"I eat at 1:30."
should the adjective of time be strictly fixed or it may switch places with the noun?
Um, it's grammatically an adverbial.
In Chinese, the adverbial is put before the verb in almost every cases even if the adverbial is a nasty long clause. Some adverbial, called "complement" in Chinese grammar, is put after the verb. But that's another story.
In chinese grammar, the subject must be placed before the object. This is correct because you've technically said the same thing, but turned 一点半 into the subject, making the english equivalent "at one oclock, I eat." Duolingo seems to change its mind re: when to be picky about keeping the sentence order the same or not
Would 我吃饭在一点半(Wǒ chīfàn zài yīdiǎn bàn) make sense with the extra zai? Or is it incorrect?
Is there no need for an AT character?
Also, I submitted 我吃饭一点半 (Wǒ chīfàn yīdiǎn bàn), I thought word order in mandarin was flexible, any particular reason why this was marked wrong?
First, as I've mentioned in the comment above, in Chinese the adverbial is put before the verb in almost every cases, which is different from English.
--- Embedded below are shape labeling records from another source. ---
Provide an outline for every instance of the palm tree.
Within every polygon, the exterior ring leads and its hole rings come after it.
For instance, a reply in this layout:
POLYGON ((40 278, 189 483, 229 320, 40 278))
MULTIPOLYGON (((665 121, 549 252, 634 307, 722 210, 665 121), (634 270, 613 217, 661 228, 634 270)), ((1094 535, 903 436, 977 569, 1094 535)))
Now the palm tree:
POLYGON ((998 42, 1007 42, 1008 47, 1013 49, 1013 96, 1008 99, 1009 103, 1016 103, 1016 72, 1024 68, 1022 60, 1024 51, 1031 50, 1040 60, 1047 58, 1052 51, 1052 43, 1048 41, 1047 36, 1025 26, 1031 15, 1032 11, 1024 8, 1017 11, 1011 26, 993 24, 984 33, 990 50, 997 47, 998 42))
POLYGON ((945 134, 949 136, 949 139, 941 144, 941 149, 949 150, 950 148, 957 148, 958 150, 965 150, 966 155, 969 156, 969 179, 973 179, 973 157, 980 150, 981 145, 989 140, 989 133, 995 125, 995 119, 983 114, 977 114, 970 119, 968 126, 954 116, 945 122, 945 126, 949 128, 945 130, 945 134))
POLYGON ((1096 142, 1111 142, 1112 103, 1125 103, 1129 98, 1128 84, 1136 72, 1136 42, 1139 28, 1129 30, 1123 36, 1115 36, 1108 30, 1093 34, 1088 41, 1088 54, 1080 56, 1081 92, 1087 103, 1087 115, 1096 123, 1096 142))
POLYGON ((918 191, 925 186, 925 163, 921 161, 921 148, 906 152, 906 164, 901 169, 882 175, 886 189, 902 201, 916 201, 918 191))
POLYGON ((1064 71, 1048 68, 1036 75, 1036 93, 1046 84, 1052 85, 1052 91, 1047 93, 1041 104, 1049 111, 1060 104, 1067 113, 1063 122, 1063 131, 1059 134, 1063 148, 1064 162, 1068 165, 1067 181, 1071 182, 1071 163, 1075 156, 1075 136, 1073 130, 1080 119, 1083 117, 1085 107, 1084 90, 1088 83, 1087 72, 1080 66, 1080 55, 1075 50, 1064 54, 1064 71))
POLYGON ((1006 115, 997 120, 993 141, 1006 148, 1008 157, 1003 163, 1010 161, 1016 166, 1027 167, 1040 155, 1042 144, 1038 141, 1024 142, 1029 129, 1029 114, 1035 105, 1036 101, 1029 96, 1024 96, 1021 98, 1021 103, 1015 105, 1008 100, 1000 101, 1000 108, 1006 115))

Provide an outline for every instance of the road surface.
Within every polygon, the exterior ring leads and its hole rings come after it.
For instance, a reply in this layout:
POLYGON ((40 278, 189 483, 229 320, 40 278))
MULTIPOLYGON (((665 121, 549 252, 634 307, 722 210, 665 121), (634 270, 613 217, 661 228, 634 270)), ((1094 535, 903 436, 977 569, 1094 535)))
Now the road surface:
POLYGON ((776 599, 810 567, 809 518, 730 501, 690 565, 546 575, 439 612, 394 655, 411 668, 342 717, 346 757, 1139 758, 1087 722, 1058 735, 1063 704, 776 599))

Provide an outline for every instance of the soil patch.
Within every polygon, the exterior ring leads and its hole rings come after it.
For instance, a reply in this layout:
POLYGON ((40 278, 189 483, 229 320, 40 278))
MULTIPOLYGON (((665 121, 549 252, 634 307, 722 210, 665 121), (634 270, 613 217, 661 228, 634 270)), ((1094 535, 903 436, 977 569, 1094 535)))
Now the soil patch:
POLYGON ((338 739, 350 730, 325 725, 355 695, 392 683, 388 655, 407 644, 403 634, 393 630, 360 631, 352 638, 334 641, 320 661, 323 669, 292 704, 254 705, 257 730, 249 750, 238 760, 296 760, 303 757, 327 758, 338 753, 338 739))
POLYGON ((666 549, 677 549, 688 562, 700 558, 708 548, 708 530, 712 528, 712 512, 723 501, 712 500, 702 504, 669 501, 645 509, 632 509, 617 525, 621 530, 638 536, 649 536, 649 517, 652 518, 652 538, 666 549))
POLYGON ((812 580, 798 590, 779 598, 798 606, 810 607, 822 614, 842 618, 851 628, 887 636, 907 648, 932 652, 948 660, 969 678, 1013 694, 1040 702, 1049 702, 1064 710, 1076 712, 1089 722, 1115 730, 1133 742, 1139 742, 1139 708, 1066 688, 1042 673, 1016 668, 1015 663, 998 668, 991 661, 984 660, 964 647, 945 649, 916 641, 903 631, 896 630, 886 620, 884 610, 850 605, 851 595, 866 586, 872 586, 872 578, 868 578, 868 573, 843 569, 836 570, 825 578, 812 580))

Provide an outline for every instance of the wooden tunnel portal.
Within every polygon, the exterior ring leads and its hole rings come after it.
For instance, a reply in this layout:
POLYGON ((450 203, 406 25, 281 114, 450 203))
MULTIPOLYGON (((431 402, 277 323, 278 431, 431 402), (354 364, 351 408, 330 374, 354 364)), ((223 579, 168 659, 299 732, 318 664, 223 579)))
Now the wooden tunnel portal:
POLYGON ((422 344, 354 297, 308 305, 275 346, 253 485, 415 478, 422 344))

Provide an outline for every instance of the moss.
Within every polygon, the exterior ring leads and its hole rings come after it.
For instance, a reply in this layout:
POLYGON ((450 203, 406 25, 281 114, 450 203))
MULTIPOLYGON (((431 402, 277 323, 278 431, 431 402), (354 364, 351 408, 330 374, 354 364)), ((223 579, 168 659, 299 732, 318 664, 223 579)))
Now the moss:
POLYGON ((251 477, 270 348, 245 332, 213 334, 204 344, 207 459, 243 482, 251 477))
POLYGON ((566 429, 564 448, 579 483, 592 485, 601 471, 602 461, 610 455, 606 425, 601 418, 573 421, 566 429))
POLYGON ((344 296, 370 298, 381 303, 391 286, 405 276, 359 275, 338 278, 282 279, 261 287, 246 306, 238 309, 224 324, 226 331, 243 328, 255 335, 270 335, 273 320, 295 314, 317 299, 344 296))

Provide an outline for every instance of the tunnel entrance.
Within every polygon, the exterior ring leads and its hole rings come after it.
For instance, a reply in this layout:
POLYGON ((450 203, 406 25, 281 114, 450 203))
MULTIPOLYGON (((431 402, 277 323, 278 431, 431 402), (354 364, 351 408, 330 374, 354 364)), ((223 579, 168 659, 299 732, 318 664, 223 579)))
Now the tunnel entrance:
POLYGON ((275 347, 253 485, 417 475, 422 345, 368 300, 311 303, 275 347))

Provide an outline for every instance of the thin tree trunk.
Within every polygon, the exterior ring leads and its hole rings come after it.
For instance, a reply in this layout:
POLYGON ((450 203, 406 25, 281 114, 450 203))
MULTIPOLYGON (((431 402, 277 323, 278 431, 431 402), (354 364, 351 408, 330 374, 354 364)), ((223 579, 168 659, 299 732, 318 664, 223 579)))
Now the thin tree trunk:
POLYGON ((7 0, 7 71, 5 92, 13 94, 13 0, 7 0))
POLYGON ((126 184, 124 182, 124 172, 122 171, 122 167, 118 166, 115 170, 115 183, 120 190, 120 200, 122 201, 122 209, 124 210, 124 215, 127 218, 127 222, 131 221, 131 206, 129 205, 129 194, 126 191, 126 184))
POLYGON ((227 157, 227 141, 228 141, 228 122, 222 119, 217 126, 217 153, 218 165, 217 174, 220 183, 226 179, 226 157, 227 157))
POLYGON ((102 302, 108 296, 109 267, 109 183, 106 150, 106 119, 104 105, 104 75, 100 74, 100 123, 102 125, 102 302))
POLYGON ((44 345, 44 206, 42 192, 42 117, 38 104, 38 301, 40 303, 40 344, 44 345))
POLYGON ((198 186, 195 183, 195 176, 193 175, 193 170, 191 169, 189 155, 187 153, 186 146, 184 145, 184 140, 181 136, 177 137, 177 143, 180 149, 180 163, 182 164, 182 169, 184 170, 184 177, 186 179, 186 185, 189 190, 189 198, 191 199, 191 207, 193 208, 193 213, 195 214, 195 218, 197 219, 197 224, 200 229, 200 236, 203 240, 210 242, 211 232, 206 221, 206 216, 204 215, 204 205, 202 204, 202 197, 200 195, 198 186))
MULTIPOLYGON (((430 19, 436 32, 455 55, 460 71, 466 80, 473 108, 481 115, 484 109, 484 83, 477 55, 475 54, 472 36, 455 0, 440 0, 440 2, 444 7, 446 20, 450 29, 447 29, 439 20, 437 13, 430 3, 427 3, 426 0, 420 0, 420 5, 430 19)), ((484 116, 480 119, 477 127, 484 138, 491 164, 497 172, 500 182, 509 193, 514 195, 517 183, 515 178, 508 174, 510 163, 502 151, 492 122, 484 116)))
So 我吃饭在一点半 is ungrammatical.
Second, the character "at" is not required in this sentence, but it is required when you want to express the location of the action (e.g. "at the end of the road").
And finally, the word order in mandarin is probably not that flexible as you may think.
Duolingo should at least tech us whst thr word means before asking us a question about it. Its like learning cosines, sines, and tangents. You cant just expect the student to solve a question using the law of sines or cosines.